The sale of Jean-Michel Basquiat’s proclaimed masterpiece Warrior is promised to be a milestone for the Western art market in Asia. The sales history of Warrior allows us to gain insight into the growth and performance of the Basquiat marketplace as well as assess the value of trophy works in the aftermath of the Covid-19 pandemic.
There are a couple of pronouncements by Christie’s that need to be put into context.
First, the designation of Warrior as a milestone sale from a western artist in the Asian market, though factually accurate is not without precedent, as the 2017 sale of Basquiat’s Untitled, 1982 for $110,487,500 was purchased by an Asian buyer (Yusaku Maezawa) and it is widely known that Asian collectors are active in the Basquiat market. The fact that buyers may purchase significant works by Basquiat in Hong Kong doesn’t seem like a milestone event, but more of an acknowledgment by Christie’s and their consignor that the Asian art market is a strong and vibrant marketplace for Basquait.
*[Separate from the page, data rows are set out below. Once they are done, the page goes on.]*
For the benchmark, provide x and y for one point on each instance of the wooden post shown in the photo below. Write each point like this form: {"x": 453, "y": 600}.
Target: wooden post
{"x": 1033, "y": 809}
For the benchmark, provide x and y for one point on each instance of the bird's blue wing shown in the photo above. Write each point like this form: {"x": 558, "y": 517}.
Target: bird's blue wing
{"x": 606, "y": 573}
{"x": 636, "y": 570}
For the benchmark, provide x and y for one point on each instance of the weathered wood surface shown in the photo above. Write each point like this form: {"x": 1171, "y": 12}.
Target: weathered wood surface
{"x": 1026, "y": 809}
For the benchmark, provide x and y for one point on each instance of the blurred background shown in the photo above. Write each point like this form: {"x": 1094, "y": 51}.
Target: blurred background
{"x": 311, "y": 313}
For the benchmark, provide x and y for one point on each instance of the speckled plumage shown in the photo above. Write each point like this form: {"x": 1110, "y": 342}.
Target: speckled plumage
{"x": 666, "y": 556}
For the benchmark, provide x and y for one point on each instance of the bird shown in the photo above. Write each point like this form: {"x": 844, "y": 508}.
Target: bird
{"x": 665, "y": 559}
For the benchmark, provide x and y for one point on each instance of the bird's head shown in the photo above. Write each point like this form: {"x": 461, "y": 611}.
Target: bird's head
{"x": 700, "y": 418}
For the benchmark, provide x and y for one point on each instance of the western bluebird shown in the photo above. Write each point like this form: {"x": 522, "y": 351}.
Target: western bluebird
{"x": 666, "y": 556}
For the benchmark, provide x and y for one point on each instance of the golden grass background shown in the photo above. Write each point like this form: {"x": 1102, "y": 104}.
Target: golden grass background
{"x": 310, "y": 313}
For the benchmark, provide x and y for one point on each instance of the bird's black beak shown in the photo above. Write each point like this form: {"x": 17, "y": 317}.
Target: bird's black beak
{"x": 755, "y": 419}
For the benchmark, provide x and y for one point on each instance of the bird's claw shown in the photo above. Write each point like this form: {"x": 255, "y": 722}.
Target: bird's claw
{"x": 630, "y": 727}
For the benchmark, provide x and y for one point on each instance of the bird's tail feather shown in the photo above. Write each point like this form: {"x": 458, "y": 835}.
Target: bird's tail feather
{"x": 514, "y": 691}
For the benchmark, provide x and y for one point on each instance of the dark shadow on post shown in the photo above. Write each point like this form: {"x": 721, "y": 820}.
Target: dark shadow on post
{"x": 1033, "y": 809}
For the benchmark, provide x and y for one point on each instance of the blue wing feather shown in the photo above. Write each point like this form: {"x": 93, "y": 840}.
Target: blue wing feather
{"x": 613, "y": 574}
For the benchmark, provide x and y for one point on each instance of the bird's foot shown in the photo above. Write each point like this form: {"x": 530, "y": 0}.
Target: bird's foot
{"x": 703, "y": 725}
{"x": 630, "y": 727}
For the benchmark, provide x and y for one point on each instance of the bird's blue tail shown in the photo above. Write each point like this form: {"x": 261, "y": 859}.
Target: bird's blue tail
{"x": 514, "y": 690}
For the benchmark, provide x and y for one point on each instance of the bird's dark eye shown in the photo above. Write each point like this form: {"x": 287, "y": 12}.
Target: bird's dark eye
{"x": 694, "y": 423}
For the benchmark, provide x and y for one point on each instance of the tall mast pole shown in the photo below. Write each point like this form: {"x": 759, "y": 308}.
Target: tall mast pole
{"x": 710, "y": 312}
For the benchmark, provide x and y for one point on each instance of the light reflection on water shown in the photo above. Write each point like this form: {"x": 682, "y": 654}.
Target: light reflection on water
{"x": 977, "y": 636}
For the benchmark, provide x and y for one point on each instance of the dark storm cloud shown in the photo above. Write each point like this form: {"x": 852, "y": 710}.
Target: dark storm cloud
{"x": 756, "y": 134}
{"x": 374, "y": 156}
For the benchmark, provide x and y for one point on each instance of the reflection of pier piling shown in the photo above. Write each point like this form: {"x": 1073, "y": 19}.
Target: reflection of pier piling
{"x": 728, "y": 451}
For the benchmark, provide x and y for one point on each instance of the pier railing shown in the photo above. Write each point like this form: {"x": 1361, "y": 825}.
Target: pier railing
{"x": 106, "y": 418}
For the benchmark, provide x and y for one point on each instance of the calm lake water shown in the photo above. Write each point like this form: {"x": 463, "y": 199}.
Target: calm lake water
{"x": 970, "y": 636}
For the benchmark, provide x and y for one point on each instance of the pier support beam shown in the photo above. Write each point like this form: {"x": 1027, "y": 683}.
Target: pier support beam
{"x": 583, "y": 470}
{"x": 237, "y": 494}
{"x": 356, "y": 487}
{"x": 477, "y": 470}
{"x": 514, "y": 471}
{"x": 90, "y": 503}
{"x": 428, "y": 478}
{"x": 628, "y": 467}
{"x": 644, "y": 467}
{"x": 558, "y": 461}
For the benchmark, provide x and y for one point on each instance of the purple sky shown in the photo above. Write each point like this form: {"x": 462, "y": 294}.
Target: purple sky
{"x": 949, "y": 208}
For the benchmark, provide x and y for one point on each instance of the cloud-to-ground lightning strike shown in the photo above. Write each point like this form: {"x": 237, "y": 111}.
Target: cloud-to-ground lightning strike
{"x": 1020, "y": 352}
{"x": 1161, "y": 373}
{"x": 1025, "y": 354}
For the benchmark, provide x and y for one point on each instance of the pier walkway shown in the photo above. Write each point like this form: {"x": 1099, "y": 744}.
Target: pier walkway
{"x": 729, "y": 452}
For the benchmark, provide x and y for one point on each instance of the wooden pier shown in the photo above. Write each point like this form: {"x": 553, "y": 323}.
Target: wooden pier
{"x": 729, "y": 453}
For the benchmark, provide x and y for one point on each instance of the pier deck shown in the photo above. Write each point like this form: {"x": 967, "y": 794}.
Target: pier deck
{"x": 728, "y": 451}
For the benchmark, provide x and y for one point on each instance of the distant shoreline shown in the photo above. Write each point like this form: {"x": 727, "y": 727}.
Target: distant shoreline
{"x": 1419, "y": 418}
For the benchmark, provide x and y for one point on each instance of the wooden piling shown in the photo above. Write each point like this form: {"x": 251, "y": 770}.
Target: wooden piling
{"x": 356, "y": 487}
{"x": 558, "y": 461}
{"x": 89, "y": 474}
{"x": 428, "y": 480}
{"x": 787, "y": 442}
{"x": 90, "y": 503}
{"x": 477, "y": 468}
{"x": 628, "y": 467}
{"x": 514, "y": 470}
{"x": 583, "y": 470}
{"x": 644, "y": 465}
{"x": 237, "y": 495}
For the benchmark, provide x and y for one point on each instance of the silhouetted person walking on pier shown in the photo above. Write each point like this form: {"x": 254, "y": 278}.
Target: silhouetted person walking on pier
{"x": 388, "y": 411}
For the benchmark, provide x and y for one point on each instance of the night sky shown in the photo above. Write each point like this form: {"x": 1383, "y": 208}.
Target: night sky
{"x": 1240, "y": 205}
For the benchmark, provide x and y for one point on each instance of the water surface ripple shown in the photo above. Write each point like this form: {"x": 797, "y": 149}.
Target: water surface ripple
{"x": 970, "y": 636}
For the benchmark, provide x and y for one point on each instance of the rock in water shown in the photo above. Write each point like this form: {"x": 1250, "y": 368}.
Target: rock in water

Second, we have Christie’s proclamation that Warrior is a masterpiece and it’s sale is expected to rank in the top 10 of all time results. While there has been no formal announcement, it is expected that there will be a guarantee on this sale which would assure that Warrior will indeed be in the top 10 prices ever achieved at auction for the artist. If we look back at Warrior’s sale in 2012 it was the 14th highest price achieved for Basquiat at the time and if we adjust all past sales by Basquiat’s Compound Annual Return (CAR), currently ARTBnk is using the median of the bottom 80% of Basquiat’s return distribution to generate his CAR, 22 works are valued at more than $40 million in today’s market. A $30 million dollar sale, although an extraordinary achievement, does not place Warrior in the top 20 works based on current market value of Basquait’s works previously sold at auction.